On memorizing and listening.
I enjoy memorizing things. From the specific gravity of peanut oil to hundred-year-old comic story poems, I have a lot of stuff in my head ready to be recalled at any time.
When I was a full-time missionary I decided to add to my repertoire of memorized tidbits one verse of scripture every day. For a few months this was a very enjoyable experience, adding more and more of the passages I loved and used to my mind’s store. After a few months I stopped trying to search out particularly pithy passages to learn and switched to memorizing entire chapters, one verse per day.
One day I was sitting in sacrament meeting and the speaker began to read from a chapter I had memorized. He read it slightly wrong, so I corrected him silently in my head and also brought to mind more of the context of the passage and realized, a minute or two later, that I had stopped listening to his address and was still reciting in my head the rest of that chapter. “Self,” I said to myself, “this is not good. Hearken!”

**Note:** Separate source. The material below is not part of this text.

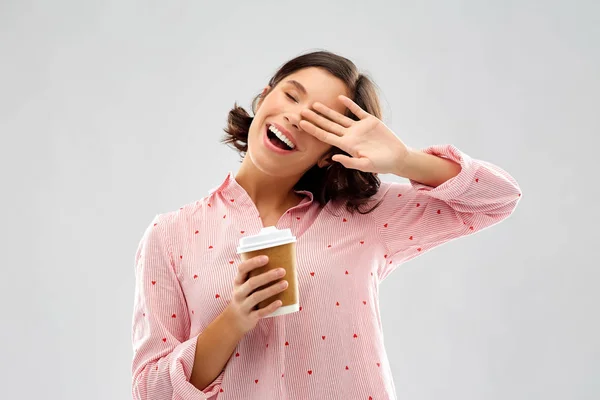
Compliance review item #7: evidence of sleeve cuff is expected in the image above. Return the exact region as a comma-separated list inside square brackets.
[170, 336, 225, 400]
[409, 145, 477, 201]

But as I continued to add to my memorized pool and as people continued to utilize those passages in addresses I heard I continued to fail to maintain focus on the message the passage supported. And so I determined to cease memorizing scripture.
As years have gone by I have often gone back to second-guess that decision. It is pleasant to have a pool of pithy passages prepared, but I seem yet to lack the humility to hearken and self-control to focus on the message, not the passage.
Don Jesson, a friend in my formative years, was fond of asserting that he wasn’t clever enough to be a liar. I find myself not mature enough to have a photographic memory. ’Tis odd how such seemingly unrelated virtues interplay.